📌TL;DR

Built comprehensive regression pipeline predicting violent crime rates across 1,994 US communities using 97 socioeconomic features (census + FBI data). Lasso achieved best test RMSE of 0.1436, outperforming Ridge (0.1440), SGD (0.1456), and feature selection approaches. Automated feature selection identified 93 of 97 features as informative. Demonstrated systematic hyperparameter tuning via K-fold cross-validation, bias-variance tradeoff visualization across alpha values, and comparison of L1/L2/Elastic Net regularization techniques. Key insight: L1's implicit feature selection proved most effective for this high-dimensional socioeconomic dataset.

Introduction

Can we predict crime rates from socioeconomic factors? This question has huge implications for urban planning and resource allocation. I tackled this using the Communities and Crime dataset, which combines 1990 US Census data with 1995 FBI crime statistics across 1,994 communities.

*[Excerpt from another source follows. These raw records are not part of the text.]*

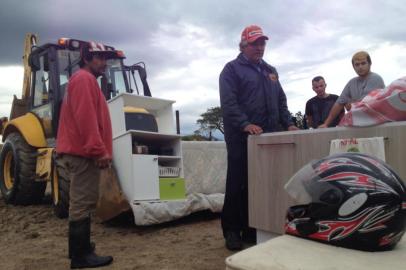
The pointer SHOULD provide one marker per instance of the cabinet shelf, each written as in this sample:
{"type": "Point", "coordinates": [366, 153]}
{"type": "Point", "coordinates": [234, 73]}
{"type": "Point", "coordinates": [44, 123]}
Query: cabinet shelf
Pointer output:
{"type": "Point", "coordinates": [168, 158]}
{"type": "Point", "coordinates": [150, 136]}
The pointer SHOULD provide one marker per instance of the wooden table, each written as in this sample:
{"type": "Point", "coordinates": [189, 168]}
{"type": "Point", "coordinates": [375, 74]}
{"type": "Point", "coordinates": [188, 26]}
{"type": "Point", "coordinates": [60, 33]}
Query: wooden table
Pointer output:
{"type": "Point", "coordinates": [274, 157]}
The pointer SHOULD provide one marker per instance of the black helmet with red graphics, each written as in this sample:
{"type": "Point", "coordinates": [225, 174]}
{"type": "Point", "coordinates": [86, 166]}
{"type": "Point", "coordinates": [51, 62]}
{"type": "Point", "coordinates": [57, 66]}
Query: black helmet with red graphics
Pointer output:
{"type": "Point", "coordinates": [351, 200]}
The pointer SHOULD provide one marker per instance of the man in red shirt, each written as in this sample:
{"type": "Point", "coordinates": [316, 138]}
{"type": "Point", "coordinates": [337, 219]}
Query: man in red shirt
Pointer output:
{"type": "Point", "coordinates": [84, 148]}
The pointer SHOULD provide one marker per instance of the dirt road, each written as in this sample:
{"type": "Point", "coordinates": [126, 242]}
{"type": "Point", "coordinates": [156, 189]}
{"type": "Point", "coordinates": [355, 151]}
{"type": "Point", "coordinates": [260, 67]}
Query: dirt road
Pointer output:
{"type": "Point", "coordinates": [33, 238]}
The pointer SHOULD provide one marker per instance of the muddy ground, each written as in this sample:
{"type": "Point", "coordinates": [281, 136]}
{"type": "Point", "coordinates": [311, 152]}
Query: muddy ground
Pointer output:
{"type": "Point", "coordinates": [31, 237]}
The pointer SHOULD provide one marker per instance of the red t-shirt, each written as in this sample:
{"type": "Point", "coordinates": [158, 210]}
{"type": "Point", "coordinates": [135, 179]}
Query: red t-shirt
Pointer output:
{"type": "Point", "coordinates": [84, 124]}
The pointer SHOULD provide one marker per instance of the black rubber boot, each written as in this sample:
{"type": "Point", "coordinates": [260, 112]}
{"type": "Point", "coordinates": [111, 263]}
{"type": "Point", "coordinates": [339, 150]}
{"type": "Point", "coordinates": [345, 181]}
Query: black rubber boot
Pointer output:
{"type": "Point", "coordinates": [233, 241]}
{"type": "Point", "coordinates": [82, 254]}
{"type": "Point", "coordinates": [92, 246]}
{"type": "Point", "coordinates": [249, 236]}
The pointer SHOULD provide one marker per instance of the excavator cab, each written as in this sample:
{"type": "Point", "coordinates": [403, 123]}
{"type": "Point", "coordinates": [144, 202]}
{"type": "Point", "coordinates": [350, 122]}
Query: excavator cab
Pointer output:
{"type": "Point", "coordinates": [27, 159]}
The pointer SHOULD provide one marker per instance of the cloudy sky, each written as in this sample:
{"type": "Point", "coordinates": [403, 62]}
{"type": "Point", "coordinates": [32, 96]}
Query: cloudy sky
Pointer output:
{"type": "Point", "coordinates": [186, 43]}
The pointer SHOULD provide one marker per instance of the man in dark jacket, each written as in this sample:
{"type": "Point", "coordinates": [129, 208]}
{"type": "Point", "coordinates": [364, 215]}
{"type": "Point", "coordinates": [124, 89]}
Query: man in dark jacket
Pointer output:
{"type": "Point", "coordinates": [84, 147]}
{"type": "Point", "coordinates": [253, 102]}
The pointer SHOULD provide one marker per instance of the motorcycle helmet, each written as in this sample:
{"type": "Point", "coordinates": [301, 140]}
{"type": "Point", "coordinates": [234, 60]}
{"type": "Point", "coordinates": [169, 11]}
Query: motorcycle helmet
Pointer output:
{"type": "Point", "coordinates": [350, 200]}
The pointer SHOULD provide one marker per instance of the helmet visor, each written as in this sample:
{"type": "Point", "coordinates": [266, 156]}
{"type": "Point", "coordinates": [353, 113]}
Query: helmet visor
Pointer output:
{"type": "Point", "coordinates": [306, 187]}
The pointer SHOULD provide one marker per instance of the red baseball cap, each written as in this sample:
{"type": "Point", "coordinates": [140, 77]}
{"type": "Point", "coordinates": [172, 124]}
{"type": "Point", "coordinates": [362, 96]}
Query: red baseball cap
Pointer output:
{"type": "Point", "coordinates": [252, 33]}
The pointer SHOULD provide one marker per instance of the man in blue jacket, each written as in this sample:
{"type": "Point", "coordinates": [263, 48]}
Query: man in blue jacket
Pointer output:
{"type": "Point", "coordinates": [252, 102]}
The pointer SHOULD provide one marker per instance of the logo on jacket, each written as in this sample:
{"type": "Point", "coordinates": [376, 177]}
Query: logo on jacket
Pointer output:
{"type": "Point", "coordinates": [272, 77]}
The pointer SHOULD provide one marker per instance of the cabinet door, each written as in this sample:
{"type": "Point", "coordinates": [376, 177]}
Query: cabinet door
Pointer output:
{"type": "Point", "coordinates": [146, 177]}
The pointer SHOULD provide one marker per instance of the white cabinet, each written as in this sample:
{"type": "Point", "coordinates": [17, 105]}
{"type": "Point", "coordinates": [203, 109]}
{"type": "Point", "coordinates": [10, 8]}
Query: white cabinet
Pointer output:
{"type": "Point", "coordinates": [139, 173]}
{"type": "Point", "coordinates": [145, 175]}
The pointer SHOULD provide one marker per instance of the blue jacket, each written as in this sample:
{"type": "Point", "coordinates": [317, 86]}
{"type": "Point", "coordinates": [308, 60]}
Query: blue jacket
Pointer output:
{"type": "Point", "coordinates": [251, 94]}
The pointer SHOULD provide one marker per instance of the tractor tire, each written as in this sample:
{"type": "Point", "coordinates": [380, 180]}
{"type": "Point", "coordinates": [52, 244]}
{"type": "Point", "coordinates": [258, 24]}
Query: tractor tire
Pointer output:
{"type": "Point", "coordinates": [60, 191]}
{"type": "Point", "coordinates": [17, 172]}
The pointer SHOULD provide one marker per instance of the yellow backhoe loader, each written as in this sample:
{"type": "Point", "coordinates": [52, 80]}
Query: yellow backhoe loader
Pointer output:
{"type": "Point", "coordinates": [27, 160]}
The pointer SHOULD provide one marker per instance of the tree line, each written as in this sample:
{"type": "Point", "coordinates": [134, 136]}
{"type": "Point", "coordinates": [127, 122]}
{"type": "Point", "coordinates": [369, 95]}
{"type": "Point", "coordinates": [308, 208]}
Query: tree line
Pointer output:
{"type": "Point", "coordinates": [212, 121]}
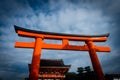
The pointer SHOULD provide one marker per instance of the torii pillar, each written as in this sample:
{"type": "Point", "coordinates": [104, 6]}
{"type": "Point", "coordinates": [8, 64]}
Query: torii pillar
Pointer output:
{"type": "Point", "coordinates": [39, 44]}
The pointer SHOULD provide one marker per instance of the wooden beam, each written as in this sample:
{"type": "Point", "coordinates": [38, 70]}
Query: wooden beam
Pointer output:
{"type": "Point", "coordinates": [57, 37]}
{"type": "Point", "coordinates": [61, 47]}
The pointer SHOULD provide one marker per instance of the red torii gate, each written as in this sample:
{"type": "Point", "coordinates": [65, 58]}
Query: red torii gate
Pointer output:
{"type": "Point", "coordinates": [39, 44]}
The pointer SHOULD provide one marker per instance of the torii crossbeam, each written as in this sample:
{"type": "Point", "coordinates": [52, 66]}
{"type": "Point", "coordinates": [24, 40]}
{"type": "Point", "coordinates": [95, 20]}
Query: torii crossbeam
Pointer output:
{"type": "Point", "coordinates": [39, 44]}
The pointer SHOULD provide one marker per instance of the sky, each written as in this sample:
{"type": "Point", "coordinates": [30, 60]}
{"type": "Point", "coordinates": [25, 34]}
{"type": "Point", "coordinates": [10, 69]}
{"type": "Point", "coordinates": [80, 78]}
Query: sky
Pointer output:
{"type": "Point", "coordinates": [61, 16]}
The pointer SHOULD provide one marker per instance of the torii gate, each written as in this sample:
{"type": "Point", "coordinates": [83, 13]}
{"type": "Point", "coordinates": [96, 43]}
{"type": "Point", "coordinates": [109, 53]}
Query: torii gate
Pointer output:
{"type": "Point", "coordinates": [39, 44]}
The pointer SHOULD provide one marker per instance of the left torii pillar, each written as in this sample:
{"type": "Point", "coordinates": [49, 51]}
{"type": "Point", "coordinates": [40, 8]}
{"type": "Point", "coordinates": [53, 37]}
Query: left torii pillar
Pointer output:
{"type": "Point", "coordinates": [39, 44]}
{"type": "Point", "coordinates": [35, 65]}
{"type": "Point", "coordinates": [34, 71]}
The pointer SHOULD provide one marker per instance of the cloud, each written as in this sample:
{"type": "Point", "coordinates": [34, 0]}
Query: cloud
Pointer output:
{"type": "Point", "coordinates": [75, 17]}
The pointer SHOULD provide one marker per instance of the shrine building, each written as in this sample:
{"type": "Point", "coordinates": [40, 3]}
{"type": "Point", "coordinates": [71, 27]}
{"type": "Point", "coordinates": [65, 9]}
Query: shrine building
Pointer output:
{"type": "Point", "coordinates": [52, 69]}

The challenge was to predict ViolentCrimesPerPop (normalized 0-1) using 97 features spanning demographics, income, education, employment, family structure, housing, and geography. What made this project interesting was comparing multiple regression approaches from baseline linear regression to sophisticated regularization techniques to find the optimal balance between prediction accuracy and generalization.

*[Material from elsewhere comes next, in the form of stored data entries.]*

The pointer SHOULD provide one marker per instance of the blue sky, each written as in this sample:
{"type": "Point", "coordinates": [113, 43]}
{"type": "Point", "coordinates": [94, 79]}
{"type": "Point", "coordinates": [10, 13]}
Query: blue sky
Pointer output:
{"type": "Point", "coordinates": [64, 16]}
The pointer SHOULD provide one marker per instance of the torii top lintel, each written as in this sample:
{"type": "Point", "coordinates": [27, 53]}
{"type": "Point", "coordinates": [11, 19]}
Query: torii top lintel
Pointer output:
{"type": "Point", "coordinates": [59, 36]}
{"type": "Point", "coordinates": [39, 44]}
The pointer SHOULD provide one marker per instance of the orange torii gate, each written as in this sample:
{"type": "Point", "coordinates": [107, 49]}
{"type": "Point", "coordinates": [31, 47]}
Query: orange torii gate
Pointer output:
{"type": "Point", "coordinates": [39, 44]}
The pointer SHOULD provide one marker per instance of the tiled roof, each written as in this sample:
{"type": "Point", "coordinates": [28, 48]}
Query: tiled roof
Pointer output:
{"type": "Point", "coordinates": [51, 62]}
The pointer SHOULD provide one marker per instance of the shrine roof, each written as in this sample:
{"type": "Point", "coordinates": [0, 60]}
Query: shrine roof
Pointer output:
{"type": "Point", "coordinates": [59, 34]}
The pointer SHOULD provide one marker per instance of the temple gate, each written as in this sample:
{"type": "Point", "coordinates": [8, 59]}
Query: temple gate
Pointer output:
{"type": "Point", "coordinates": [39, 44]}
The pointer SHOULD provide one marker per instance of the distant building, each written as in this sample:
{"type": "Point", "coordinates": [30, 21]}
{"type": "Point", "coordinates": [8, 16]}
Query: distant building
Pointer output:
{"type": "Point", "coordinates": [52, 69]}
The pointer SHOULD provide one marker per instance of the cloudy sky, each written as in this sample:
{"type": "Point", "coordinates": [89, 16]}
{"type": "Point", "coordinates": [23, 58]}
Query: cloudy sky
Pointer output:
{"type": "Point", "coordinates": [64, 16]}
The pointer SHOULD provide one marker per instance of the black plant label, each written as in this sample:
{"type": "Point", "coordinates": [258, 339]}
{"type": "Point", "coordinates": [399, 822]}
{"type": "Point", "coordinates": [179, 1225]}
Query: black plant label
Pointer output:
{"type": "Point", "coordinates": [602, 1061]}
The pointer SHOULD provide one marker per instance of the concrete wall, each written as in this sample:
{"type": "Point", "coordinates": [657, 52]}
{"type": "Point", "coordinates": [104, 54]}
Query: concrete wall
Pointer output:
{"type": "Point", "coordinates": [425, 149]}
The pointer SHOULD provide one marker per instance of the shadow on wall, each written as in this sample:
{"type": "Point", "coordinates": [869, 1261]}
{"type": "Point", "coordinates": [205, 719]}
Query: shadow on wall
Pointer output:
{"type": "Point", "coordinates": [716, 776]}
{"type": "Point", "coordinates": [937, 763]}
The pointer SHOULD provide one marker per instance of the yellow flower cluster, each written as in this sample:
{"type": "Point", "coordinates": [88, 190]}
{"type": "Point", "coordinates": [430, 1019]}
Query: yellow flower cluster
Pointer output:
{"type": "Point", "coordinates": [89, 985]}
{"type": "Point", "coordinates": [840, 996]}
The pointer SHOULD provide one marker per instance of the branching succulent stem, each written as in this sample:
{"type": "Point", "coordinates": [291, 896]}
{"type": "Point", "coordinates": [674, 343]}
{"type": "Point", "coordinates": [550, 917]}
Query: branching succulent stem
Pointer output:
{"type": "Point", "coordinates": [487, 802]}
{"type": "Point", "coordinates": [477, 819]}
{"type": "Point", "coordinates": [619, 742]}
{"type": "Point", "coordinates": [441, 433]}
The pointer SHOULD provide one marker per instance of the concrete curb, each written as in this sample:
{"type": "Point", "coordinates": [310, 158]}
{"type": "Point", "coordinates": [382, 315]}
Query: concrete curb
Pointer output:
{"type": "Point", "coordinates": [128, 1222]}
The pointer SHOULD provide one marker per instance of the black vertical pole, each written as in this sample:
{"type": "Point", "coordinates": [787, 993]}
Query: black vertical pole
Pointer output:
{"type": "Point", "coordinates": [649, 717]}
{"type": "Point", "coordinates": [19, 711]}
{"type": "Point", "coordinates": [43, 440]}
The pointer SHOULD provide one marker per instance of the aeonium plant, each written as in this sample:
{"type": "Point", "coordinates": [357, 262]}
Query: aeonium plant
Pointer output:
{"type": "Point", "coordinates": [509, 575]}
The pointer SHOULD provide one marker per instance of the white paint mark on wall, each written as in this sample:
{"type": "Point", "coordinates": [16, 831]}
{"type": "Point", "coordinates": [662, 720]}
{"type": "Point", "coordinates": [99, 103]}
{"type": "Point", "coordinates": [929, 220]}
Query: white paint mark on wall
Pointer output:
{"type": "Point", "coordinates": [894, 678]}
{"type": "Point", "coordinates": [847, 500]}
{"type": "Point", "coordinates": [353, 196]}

Loading and Preprocessing the Data

import numpy as np
import pandas as pd
import matplotlib.pyplot as plt
from sklearn.model_selection import train_test_split

communities_df = pd.read_csv("communities/communities.csv")

First thing I discovered: the dataset has two identifier columns (state and communityname) that need to be dropped for regression.

comm_clean_df = communities_df.drop(columns=["state", "communityname"])

Handling Missing Values

Here's where things got interesting. When I checked for missing values:

comm_clean_df.isna().sum()[comm_clean_df.isna().sum() > 0]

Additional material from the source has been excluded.